Unfortunately, we live in a country ruled by two types of very oppressive forces, both of which make this sort of cover pretty much a non-starter..
On the one side, we have political correctness gone nuts, in which everything said, done or displayed must comply with a certain code of "morality" and "respectibility" in order to even exist. For example, it’s perfectly okay to show an Archie Bunker in reruns on cable, as some sort of time capsule look at how people in this country "used to be," but if a sitcom were to debut, which featured a white bigot, screaming and yelling about minorities and gays in derogatory terms, it’s very likely pickets would force the show off the air in a short period of time.
The other side of this, of course, is the problem that Archie Bunker has actually gone mainstream, and is far less honest. These real-life Archies now occupy the radio airwaves, in the form of Rush Limbaugh, Sean Hannity, Bill O’Reilly, Michael Savage, Neil Boortz, et al. The reason a cover like this, without accompanying explanation, is in poor taste, and displays an incredible political insensitivity, is actually the same reason this drawing should have been funny in the first place; there are actually millions of morons out there who actually believe that everything in the drawing is true.
That’s the problem in a nutshell. On the one hand, you have a bunch of people who have no sense of humor, who think it’s offensive. But worse, and even more insurmountable, is the problem of gobs of people who think every misconception depicted in the drawing is actually true. Barack Obama’s campaign has actually had to start a web site to specifically counter such rumors; and now, a bunch of people will be passing this cover at their local newsstand, and the rest of us will have to work even harder at debunking all of those rumors.

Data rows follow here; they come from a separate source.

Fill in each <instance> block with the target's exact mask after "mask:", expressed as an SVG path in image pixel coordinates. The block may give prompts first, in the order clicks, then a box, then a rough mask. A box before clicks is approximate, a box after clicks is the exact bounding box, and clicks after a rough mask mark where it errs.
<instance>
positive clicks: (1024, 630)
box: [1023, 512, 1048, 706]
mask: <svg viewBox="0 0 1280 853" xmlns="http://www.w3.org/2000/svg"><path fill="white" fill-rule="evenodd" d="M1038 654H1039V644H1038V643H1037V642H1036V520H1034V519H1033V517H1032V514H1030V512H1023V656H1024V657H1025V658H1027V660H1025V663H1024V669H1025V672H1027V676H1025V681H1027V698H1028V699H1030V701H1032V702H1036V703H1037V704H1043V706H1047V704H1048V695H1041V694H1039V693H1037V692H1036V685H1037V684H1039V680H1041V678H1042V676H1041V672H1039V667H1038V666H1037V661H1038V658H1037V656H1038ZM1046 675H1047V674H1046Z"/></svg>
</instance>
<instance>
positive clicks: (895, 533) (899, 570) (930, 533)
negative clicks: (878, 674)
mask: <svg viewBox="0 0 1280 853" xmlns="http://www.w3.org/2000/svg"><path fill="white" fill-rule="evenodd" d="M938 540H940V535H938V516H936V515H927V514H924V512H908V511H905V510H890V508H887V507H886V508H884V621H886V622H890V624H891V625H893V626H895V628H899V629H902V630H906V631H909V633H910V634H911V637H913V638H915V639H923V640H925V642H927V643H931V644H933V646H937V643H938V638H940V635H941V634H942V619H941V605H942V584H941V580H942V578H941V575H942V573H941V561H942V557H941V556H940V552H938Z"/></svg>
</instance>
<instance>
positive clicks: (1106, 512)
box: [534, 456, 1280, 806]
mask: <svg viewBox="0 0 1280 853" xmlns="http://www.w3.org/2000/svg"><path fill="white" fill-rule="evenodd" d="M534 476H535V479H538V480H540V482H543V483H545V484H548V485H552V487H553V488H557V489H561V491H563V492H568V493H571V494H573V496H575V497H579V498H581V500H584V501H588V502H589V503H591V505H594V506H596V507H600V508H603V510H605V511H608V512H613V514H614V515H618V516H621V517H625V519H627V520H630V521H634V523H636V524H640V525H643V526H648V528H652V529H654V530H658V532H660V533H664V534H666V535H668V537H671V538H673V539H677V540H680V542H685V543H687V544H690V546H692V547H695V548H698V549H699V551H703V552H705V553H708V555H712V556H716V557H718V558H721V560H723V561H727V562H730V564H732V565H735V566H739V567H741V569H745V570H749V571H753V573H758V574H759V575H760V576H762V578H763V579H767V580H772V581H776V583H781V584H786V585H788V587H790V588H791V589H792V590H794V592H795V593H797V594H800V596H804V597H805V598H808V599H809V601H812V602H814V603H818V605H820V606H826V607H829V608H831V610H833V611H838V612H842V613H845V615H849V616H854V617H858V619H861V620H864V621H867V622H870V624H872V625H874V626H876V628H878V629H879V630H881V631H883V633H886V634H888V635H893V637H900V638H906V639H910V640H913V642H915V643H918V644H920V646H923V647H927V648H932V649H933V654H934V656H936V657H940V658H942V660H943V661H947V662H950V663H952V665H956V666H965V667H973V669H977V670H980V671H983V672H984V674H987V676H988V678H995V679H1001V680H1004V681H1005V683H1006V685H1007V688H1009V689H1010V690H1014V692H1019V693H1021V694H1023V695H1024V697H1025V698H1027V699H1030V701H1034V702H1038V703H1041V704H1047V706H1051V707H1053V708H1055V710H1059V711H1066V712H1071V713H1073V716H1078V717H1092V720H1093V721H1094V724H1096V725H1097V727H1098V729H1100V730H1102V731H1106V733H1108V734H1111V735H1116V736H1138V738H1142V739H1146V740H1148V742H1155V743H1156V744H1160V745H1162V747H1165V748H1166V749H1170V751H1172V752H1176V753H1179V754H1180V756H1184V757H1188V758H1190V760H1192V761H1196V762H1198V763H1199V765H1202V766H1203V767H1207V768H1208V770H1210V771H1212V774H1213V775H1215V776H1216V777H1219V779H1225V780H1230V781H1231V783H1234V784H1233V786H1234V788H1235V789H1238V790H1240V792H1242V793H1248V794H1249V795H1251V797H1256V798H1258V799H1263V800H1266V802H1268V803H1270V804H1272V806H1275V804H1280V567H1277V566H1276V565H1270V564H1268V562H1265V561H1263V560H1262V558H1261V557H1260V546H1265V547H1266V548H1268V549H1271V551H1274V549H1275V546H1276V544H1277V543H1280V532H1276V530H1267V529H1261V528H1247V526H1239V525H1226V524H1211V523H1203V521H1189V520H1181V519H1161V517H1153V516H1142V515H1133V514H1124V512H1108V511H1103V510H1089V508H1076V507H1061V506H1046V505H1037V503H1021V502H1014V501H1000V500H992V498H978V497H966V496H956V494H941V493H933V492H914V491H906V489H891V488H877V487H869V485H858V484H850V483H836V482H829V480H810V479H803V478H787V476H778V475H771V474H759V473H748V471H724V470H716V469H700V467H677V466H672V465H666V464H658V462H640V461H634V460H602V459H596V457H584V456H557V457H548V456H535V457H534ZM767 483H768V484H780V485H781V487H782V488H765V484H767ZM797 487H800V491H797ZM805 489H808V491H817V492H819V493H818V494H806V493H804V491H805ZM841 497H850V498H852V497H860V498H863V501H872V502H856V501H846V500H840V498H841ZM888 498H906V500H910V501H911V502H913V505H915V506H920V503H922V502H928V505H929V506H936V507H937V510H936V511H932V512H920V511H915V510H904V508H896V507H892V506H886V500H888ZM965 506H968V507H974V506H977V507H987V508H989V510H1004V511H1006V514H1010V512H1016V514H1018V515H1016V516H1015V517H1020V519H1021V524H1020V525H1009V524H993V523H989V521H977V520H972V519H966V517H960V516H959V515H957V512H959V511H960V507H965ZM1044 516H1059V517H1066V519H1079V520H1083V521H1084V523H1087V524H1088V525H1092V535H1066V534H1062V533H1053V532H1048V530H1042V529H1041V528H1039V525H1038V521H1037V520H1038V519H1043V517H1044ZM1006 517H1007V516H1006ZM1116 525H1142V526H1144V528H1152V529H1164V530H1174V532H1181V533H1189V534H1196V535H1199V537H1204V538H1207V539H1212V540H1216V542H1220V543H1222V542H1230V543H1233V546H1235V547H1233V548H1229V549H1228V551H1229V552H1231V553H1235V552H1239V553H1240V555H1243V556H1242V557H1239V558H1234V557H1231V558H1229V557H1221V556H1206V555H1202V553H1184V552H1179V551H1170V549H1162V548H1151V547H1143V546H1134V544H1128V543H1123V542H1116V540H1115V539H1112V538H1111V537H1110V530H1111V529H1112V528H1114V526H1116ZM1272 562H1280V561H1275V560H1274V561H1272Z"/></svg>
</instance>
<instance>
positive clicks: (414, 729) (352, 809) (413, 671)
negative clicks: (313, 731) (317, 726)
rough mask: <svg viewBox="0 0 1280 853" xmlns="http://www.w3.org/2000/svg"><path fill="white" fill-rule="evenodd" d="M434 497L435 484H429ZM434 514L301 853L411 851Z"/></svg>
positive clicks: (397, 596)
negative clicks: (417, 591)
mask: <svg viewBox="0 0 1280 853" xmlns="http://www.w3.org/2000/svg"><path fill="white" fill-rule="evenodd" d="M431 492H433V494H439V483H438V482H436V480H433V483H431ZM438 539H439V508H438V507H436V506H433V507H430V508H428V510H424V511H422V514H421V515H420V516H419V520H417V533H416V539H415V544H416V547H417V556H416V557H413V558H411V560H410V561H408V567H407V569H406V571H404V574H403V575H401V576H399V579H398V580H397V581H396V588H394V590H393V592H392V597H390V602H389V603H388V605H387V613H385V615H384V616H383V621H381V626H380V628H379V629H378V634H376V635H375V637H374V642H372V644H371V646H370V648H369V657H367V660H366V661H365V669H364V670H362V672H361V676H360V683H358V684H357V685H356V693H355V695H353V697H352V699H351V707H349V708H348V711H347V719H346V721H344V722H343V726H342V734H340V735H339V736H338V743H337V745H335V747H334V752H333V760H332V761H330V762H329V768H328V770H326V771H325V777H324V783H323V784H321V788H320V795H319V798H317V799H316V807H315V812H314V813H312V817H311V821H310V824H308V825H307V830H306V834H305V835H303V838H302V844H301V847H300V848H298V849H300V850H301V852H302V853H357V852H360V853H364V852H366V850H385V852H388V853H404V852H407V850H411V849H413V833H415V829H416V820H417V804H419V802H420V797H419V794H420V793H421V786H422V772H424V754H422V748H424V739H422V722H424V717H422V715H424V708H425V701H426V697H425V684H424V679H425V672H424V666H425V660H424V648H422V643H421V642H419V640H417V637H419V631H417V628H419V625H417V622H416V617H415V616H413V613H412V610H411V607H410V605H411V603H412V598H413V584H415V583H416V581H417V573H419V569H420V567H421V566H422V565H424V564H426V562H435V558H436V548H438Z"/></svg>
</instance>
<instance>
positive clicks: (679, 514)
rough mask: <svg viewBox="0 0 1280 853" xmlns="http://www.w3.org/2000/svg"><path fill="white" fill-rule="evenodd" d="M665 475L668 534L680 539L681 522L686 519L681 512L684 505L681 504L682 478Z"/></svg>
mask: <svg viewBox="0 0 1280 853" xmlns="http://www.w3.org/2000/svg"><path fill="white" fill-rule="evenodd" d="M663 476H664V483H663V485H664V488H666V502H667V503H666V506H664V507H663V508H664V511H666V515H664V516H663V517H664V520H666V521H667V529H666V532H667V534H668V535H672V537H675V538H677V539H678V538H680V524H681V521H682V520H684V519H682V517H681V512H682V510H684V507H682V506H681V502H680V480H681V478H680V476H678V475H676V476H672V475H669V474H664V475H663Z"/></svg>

Case in point: this is from G. Gordon Liddy’s program from yesterday, July 14, 2008 (courtesty of Media Matters for America):
Mr. Liddy, I think America’s
going to have a problem with Mr. Obama, who wants to tell us to quit driving my
diesel so that he can fly jets and have a limo. I really resent someone doing
that. I want to drive my diesel, but I don’t want to pay $5 a gallon.
LIDDY: Yeah, I don’t suppose you’ve, by any
chance, have seen the cover of the latest issue of The New Yorker magazine, which is, you know, a huge thing.

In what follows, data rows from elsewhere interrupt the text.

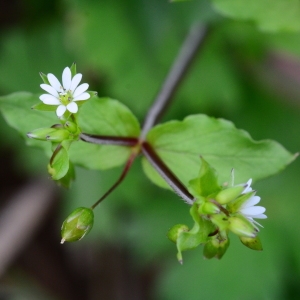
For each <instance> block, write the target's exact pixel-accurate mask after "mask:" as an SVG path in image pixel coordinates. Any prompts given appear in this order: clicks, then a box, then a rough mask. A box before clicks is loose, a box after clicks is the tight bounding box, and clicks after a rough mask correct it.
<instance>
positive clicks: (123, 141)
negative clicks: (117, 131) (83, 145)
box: [79, 133, 138, 147]
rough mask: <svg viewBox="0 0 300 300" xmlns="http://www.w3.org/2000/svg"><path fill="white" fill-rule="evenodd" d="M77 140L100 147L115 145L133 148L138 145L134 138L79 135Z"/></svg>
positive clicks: (132, 137) (89, 134)
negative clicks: (108, 145) (101, 145)
mask: <svg viewBox="0 0 300 300" xmlns="http://www.w3.org/2000/svg"><path fill="white" fill-rule="evenodd" d="M79 138H80V139H81V140H82V141H84V142H88V143H93V144H100V145H117V146H128V147H133V146H135V145H137V143H138V139H137V138H135V137H121V136H120V137H119V136H106V135H95V134H87V133H81V134H80V136H79Z"/></svg>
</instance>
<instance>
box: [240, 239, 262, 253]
mask: <svg viewBox="0 0 300 300" xmlns="http://www.w3.org/2000/svg"><path fill="white" fill-rule="evenodd" d="M240 240H241V242H242V243H243V244H244V245H245V246H247V247H248V248H250V249H252V250H257V251H262V244H261V241H260V239H259V237H258V236H256V237H255V238H249V237H245V236H240Z"/></svg>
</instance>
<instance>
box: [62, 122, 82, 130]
mask: <svg viewBox="0 0 300 300" xmlns="http://www.w3.org/2000/svg"><path fill="white" fill-rule="evenodd" d="M64 127H65V128H66V129H67V130H68V131H69V132H71V133H77V132H78V131H79V128H78V126H77V124H76V123H74V122H71V121H67V122H66V123H65V125H64Z"/></svg>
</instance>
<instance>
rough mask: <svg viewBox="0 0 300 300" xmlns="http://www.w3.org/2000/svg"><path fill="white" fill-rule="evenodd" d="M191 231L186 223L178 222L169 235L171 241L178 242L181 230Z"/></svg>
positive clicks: (175, 242) (174, 226)
mask: <svg viewBox="0 0 300 300" xmlns="http://www.w3.org/2000/svg"><path fill="white" fill-rule="evenodd" d="M183 231H184V232H187V231H189V228H188V227H187V226H186V225H184V224H176V225H174V226H173V227H172V228H170V230H169V231H168V233H167V237H168V239H169V240H170V241H171V242H174V243H176V241H177V239H178V236H179V234H180V233H181V232H183Z"/></svg>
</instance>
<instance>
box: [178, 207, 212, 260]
mask: <svg viewBox="0 0 300 300" xmlns="http://www.w3.org/2000/svg"><path fill="white" fill-rule="evenodd" d="M190 214H191V216H192V218H193V220H194V222H195V223H194V226H193V228H192V229H191V230H190V231H188V232H185V231H181V232H180V233H179V234H178V238H177V241H176V245H177V249H178V255H177V257H179V258H180V259H179V260H182V255H181V252H182V251H186V250H191V249H194V248H196V247H197V246H199V245H200V244H201V243H205V242H207V240H208V235H209V234H210V233H211V232H213V231H214V225H213V224H212V223H211V222H210V221H208V220H204V219H203V218H202V217H200V216H199V213H198V205H197V204H196V203H194V204H193V206H192V207H191V209H190ZM181 262H182V261H181Z"/></svg>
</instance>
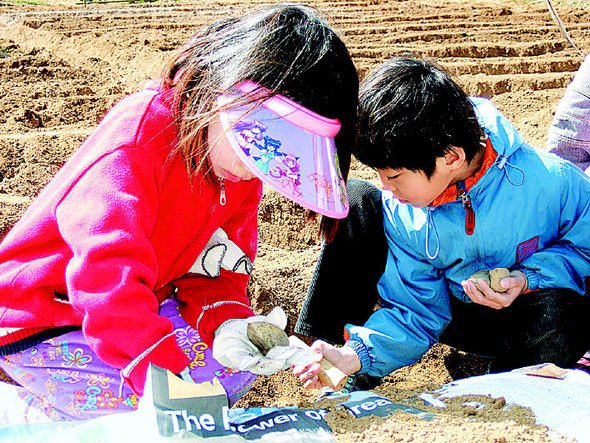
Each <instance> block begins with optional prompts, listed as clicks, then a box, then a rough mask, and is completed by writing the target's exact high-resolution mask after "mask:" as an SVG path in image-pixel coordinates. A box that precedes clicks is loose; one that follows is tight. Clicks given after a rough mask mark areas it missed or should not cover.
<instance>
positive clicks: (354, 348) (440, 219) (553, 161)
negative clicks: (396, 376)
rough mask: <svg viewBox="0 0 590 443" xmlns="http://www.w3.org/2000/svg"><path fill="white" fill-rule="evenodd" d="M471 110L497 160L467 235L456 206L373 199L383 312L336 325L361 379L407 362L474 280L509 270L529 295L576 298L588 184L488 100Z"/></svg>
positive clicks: (481, 191) (585, 250)
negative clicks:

It’s got Obama in his Muslim dress with a turban, and he’s there
with his wife. His wife has a "mad at the world" afro, circa 1968,
she — she’s got bandoliers and an assault weapon, and there in their
fireplace is burning the American flag. The
New Yorker finally got it right.
The reality is, the fact that the artist and New Yorker editors have had to blanket the media to explain themselves demonstrates the actual problem. The drawing is supposed to accompany an article, and if it had done so inside of the magazine, where few right wingers would ever even notice it, the effect might have been as intended. But it wasn’t, and rather than defensive, New Yorker’s editors will not have to issue an apology at some point.